Wednesday, April 05, 2000

UC could be NCAA champs

With Martin, Bearcats at least would have made finals

The Cincinnati Enquirer

        INDIANAPOLIS — It would have been unfair to ask Michigan State how its season might have ended if its opponent in the NCAA championship game had worn red and black instead of that funky orange and blue of Florida.

        In its 89-76 victory, Michigan State played the sort of title game that answered all kinds of questions about the value of talent, leadership and desire and, perhaps most important, commitment to college basketball excellence.

        The Spartans' championship does not deserve any sort of asterisk, any more than Kentucky's would in 1998 because No.1 North Carolina was defeated in the semifinals. You play who you play, and the team that wins six in a row wins the title.

        We can wonder, though. We can't help but wonder.

        What if Kenyon Martin had finished the season on two good legs? Would that have been Cincinnati playing the Spartans? Would it have been UC joining the NCAA's Cedric Dempsey on that rapidly built podium at the center of the RCA Dome floor?

        Martin does not know the answer. He only wishes he had the opportunity. “If I hadn't gotten hurt,” he said before Saturday's semifinals, “we would have been here.”

        On that, he probably is correct. Watching the way the tournament developed after seeing the Bearcats play 30 regular-season games with Martin in the lineup, it was clear they were on a level above nearly every other team in the college game. After Martin rescued the Bearcats from a 10-point deficit in the last four minutes at DePaul, it's easy to picture him exerting the same sort of refuse-to-lose influence upon UC as guard Mateen Cleaves brought to Michigan State.

        With a healthy Martin, the Bearcats would have entered the NCAA Tournament as the No.1 seed in the Midwest Regional. That is the way the selection committee had it figured. Michigan State probably would have gone South as a No.1 seed.

        If both survived, they would have met in the championship game. What a game it could have been.

        UC-MSU would not have been the sort of open-court affair the title game turned out to be. Each team would have pursued a running game, so it would not have been entirely the sort of slugfest that the Wisconsin-Michigan State semifinal game became, but basketball of that sort would have been plentiful.

        Michigan State and Cincinnati were the best defensive teams in the nation this season, shutting down opponents by using physical strength, technique and determination to force opponents toward their weaknesses.

        The Spartans held North Carolina's Brendan Haywood to three shots and four points in an 86-76 victory in early December. A week later, UC forced Haywood into 5-of-12 shooting in a 77-68 Bearcats win.

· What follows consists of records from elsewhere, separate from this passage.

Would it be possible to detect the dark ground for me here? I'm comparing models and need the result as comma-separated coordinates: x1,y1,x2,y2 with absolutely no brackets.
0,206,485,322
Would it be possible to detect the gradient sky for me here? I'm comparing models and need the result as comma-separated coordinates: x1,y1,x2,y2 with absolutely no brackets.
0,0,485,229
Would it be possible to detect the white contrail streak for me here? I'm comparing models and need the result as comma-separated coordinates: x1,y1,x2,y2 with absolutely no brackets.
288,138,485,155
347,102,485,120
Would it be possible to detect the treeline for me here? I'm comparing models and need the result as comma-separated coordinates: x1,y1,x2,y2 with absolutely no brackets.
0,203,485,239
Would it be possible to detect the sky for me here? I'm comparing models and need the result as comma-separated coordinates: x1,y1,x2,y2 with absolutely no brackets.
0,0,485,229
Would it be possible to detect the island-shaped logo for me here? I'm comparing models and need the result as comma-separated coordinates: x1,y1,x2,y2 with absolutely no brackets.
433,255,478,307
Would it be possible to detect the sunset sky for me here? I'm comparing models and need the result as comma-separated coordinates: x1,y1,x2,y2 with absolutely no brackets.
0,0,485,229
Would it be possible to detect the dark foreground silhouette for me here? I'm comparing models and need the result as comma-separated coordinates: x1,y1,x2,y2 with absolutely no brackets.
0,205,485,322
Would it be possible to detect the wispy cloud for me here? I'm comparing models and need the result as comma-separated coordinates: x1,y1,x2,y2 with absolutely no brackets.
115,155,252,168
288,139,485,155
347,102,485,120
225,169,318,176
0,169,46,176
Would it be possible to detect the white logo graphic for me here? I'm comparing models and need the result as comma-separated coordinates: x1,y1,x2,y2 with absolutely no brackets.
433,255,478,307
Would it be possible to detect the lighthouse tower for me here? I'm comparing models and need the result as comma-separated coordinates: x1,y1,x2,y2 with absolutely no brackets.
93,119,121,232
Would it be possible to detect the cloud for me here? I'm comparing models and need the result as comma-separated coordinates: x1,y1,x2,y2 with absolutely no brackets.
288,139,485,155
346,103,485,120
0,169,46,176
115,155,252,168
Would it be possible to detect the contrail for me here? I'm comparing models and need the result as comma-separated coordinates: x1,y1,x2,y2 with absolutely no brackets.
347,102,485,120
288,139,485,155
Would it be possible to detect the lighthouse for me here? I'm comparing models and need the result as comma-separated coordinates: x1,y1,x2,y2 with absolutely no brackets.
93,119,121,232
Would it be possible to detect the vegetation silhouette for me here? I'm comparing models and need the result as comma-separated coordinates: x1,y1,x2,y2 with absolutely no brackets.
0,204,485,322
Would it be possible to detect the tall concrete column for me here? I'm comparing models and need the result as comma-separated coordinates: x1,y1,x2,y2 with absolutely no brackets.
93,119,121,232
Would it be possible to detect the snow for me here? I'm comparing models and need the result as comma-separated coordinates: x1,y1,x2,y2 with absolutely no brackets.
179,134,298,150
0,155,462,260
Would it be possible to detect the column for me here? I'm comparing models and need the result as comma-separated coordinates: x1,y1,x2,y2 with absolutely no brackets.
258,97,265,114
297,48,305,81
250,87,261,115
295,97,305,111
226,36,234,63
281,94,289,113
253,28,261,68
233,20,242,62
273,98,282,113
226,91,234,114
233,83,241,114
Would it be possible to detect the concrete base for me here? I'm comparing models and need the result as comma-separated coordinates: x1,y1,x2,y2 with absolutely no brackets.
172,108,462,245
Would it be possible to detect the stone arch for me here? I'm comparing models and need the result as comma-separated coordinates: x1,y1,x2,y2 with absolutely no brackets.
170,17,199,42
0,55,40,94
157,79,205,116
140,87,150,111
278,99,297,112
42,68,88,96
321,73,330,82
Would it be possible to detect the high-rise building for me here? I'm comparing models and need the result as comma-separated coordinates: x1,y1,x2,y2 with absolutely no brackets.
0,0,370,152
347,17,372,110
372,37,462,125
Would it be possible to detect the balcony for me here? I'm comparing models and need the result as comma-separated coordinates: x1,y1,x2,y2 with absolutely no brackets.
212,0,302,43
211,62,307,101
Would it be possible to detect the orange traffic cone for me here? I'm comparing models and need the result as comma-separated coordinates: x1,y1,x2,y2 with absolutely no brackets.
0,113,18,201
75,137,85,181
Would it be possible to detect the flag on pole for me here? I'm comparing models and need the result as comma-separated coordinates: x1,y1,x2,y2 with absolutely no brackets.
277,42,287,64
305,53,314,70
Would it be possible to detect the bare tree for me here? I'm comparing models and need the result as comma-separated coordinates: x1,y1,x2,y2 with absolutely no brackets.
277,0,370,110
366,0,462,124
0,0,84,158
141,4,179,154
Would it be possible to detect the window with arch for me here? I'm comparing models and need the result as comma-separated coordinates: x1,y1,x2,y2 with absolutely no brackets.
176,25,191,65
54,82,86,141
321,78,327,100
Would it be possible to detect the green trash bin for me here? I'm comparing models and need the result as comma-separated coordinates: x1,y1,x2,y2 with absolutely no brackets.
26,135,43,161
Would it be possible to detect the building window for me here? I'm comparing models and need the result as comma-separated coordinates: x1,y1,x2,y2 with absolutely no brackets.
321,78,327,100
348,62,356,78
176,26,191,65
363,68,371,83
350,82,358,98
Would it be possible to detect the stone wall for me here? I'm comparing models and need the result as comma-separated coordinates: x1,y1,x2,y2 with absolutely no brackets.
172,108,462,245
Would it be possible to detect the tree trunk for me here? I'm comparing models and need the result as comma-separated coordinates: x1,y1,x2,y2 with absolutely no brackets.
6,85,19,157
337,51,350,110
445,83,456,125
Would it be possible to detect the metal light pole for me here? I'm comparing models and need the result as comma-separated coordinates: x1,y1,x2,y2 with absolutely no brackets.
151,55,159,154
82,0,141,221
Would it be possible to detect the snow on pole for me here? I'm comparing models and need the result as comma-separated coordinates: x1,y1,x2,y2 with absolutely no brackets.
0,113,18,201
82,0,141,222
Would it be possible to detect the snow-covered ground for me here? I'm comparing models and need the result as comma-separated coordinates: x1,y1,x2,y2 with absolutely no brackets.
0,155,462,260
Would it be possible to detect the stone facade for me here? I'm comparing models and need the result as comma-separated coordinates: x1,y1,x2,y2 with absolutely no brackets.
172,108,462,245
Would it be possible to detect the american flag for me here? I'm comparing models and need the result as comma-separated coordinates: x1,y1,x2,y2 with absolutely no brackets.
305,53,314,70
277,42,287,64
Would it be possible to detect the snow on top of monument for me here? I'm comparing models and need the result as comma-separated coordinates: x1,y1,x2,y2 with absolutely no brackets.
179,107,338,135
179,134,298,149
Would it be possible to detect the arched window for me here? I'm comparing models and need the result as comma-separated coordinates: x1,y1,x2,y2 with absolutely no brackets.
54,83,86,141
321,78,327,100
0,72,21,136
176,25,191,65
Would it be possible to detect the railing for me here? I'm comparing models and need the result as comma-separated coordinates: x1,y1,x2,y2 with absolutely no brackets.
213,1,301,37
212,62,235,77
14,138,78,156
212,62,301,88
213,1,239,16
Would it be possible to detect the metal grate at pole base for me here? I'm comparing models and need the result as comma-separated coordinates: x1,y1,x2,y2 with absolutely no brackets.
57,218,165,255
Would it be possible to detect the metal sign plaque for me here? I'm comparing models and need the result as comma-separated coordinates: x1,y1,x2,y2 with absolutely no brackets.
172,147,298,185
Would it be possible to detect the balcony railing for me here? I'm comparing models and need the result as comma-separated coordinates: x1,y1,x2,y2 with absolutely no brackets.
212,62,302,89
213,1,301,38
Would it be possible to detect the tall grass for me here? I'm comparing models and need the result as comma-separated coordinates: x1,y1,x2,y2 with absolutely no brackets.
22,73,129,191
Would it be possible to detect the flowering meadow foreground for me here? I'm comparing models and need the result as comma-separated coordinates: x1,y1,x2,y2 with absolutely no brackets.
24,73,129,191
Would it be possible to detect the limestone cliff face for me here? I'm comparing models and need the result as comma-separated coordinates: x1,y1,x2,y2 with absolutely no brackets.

        When the Bearcats played Iowa State in November, All-American forward Marcus Fizer got 26 points, but his team managed only 60 as UC won by 15. When Michigan State was matched with Iowa State in the Midwest Regional final, Fizer scored just 15, and Michigan State was a nine-point winner.

        Different approaches, similar results.

        What would have made a UC-Michigan State game most compelling, though, were the individual matchups.

        Small forward Morris Peterson averaged 20 points in MSU's last four tournament games, but he would have had to evade UC's Pete Mickeal, who consistently shut down outstanding wing scorers during his two seasons. Although Mickeal did clash with coach Bob Huggins in late February, he appeared to have bought back into the UC program following his benching against DePaul and the season-ending demolition of Saint Louis.

        Power forward A.J. Granger scored 19 points in the championship victory over Florida, but Martin generally destroyed perimeter-based power forwards. It's hard to imagine him being much of a factor. Florida's Udonis Haslem worked over Andre Hutson for 10-of-12 shooting and 27 points, but no doubt Michigan State would have double-teamed Martin and dared jump-shooters DerMarr Johnson and Steve Logan to beat them.

        Cleaves' strength would have made it difficult for UC point guard Kenny Satterfield to use his penetration skills. The most intriguing matchup of all, and the most difficult to read, would have been Spartans shooting guard Charlie Bell taking on the 6-foot-9 Johnson. Bell was as complete a player as there was at the Final Four, but Johnson would have been a different challenge than any other he'd faced.

        As for leadership, Cleaves was the sort of player who would not let his team lose. So was Martin.

        Who would have won?

        Well, it would have been a heck of a game.